ПЕРВЫЙ ПРИКАЗ БРАВОГО КАПИТАНА
Ночь прошла спокойно. И Солнышкин начал утро в самом боевом настроении. Под плеск волн он сделал на палубе зарядку, под крики чаек встретил солнце. Оно выкатилось из-за моря и радостно полетело ему навстречу. Потом Солнышкин позавтракал куском хлеба с маслом, настоящим флотским чаем и теперь в раздевалке ждал команды боцмана.
— Федькин! Петькин! — крикнул Бурун, влезая в сапоги. — За мной! Солнышкин, за мной!
Но тут в коридоре раздались тяжёлые угрюмые шаги, и у раздевалки остановился Плавали-Знаем. Правая рука его была в кармане, а левая поглаживала густую щетину и ощупывала подбородок.
— Солнышкин, за мной! — процедил он сквозь зубы.
Все переглянулись.
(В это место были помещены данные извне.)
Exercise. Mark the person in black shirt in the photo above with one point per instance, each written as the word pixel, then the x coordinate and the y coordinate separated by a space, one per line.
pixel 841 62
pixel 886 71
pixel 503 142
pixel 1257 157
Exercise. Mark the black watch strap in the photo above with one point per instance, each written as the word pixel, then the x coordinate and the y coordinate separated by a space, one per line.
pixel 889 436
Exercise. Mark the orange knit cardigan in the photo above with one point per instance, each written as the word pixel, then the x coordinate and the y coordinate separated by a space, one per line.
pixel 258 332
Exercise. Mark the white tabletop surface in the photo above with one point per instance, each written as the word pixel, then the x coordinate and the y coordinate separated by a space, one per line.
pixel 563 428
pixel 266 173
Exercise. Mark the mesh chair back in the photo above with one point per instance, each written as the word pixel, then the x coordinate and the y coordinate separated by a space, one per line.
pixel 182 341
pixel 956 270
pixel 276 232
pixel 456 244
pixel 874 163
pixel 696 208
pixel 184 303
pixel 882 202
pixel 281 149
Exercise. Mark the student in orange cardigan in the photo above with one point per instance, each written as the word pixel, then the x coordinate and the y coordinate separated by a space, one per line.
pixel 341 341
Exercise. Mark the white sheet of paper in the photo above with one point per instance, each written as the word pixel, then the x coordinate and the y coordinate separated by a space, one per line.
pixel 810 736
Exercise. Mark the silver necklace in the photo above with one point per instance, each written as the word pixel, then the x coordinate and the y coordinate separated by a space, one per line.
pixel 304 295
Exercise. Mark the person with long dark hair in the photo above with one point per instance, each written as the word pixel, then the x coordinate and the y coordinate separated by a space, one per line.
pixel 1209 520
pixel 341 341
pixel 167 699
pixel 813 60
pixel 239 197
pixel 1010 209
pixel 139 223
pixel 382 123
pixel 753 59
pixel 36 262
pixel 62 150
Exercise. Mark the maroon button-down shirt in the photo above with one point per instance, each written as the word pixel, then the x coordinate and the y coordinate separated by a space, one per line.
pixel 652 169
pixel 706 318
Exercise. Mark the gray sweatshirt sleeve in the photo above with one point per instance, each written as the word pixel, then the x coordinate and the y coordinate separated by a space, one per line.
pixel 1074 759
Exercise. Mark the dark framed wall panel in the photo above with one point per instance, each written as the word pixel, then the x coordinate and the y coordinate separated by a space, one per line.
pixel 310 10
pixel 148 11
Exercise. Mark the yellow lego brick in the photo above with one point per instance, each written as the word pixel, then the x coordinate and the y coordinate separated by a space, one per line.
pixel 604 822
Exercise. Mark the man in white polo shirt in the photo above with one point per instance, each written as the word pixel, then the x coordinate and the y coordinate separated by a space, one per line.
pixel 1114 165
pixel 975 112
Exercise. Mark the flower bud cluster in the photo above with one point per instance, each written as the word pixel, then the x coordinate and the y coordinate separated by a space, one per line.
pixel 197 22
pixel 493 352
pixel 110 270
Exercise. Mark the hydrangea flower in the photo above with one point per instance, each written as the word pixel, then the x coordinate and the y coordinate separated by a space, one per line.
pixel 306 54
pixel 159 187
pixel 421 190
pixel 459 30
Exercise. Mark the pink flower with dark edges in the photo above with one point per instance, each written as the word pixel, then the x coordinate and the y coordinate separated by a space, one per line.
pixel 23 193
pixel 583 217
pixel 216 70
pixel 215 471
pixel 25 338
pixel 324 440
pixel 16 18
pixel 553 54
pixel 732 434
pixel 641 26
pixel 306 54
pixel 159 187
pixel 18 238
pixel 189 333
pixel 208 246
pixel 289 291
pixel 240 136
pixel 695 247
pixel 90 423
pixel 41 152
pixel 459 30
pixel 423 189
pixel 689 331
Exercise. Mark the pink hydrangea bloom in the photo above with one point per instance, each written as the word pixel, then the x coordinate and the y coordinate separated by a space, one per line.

А Солнышкин помрачнел и с тяжёлым предчувствием зашагал сзади. Он медленно сжимал кулаки и готовился к бою. Он думал, что сейчас его ждёт какая-нибудь страшная работа. Ну ничего! Он себя покажет! Он докажет, что такое настоящий человек.
Плавали-Знаем остановился у каюты, медленно снял грязные сапоги и, открыв дверь, сказал:
— Сначала надраить их, потом побрить меня! — И он злорадно посмотрел на Солнышкина. — А потом накормить моего индийского попугая. Ясно?
У Солнышкина на лбу воспламенились пятна. Он от неожиданности вытянул голову и выпалил:
— Я не чистильщик и не парикмахер. Я матрос!
Но из-за двери раздался довольный ответ:
— Плавали, Солнышкин, знаем. Настоящий матрос должен выполнять все распоряжения своего капитана.
Солнышкину ничего не оставалось делать. Он со злостью схватил сапоги и пошёл на палубу.